Cost of implementation

The program’s treatment approach combines counselling and support with a number of psychotropics such as haloperidol and risperidone. We prioritized the more costly medications for those who need it based on side effects, and we use small doses that can help our patients get better while preventing more unwanted side effects. The delivery model utilizes existing chronic care infrastructure and resources to maximize efficiency. A cost-effectiveness analysis of the IC3 model, including the mental health program, is underway.

Sample annual program costs include (not inclusive of full program costs):

  • Psychotropic medication at the IC3 in Upper and Lower Neno: $12,157
  • Mental health training: $530
  • Government partnership activities and World Mental Health Day: $530

Impact details

Coverage:

  • Currently IC3 is providing treatment for 181 clients with mental illness and 680 registered clients with epilepsy

Treatment Outcome:

  • Among all active mental health clients receiving treatment at the centres, approximately 50% from the Upper Neno district (December 2017 to May 2018) and 71% from the Lower Neno district (December 2017 to May 2018) were found to have recovered from their mental health symptoms since their admission to the clinic

Retention

  • Almost 90% of the mental health clients and approximately 80% of the epilepsy clients have had clinic visits in the preceding 3 months. This indicator is also used by the Malawi Ministry of Health to indicate retention in care
  • Some clients struggle with poor compliance to treatment, while others have neurological disorders which can result in restricted help-seeking. In response, monthly home visits are also conducted to check in on clients and keep them in care

Capacity Building:

  • 41 clinical staff members (chronic care clinic providers, health centre providers and inpatient providers) participated in three mental health training sessions held in March 2017, August 2017, and February 2018
  • 12 outpatient and inpatient staff at Upper Neno showed an average of a 33% increase from pre-post test scores
  • Training among health centre providers showed an average of a 35% increase from pre-post-test
  • Training among IC3 providers showed an average of a 29% increase of from pre-post-test scores
  • Training topics included etiology of mental illness, mental health assessments, psychotic and mood disorders, psychiatric emergencies, alcohol and drug use disorders

References

  1. Udedi M (2014) The Prevalence of Depression among patients and its detection by Primary Health Care Workers at Matawale Health Centre (Zomba).
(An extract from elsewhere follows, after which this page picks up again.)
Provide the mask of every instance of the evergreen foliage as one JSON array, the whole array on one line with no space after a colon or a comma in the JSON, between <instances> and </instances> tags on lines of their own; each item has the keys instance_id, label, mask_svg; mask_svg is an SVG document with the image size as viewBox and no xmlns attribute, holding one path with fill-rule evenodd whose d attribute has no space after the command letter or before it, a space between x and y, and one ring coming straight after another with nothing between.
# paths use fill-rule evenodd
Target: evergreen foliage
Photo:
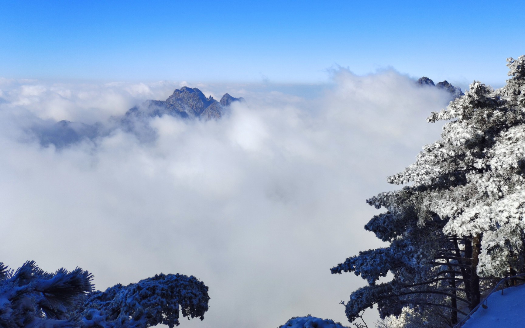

Malawi Med J, 26(2):34–7.
  2. Udedi M (2016) Improving Access to Mental Health Services in Malawi. African Institute for Development Policy.
  3. Mental Health Innovation Network (2017) Inshuti Mu Buzima: An expanded MESH model to address mental disorders in Rwanda. [Link]
  4. Anatole M et al. (2013) Nurse mentorship to improve the quality of health care delivery in rural Rwanda. Nurs Outlook, 61(3):137–44.
  5. Kachimanga C et al. (2017) Novel approaches to screening for noncommunicable diseases: Lessons from Neno, Malawi. Malawi Med J J Med Assoc Malawi, 29(2):78–83.
  6. Partners In Health (2018) Malawi. [Link]
  7. Government of Malawi. Malawi AIDS Response Progress Report (2015). [Link]
  8. Cundale K et al. (2017) Reframing non-communicable diseases and injuries for the poorest Malawians: the Malawi National NCDI Poverty Commission. Malawi Med J J Med Assoc Malawi, 29(2):194–7.
  9. Wroe EB et al. (2015) Leveraging HIV platforms to work toward comprehensive primary care in rural Malawi: the Integrated Chronic Care Clinic. Healthc Amst Neth, 3(4):270–6.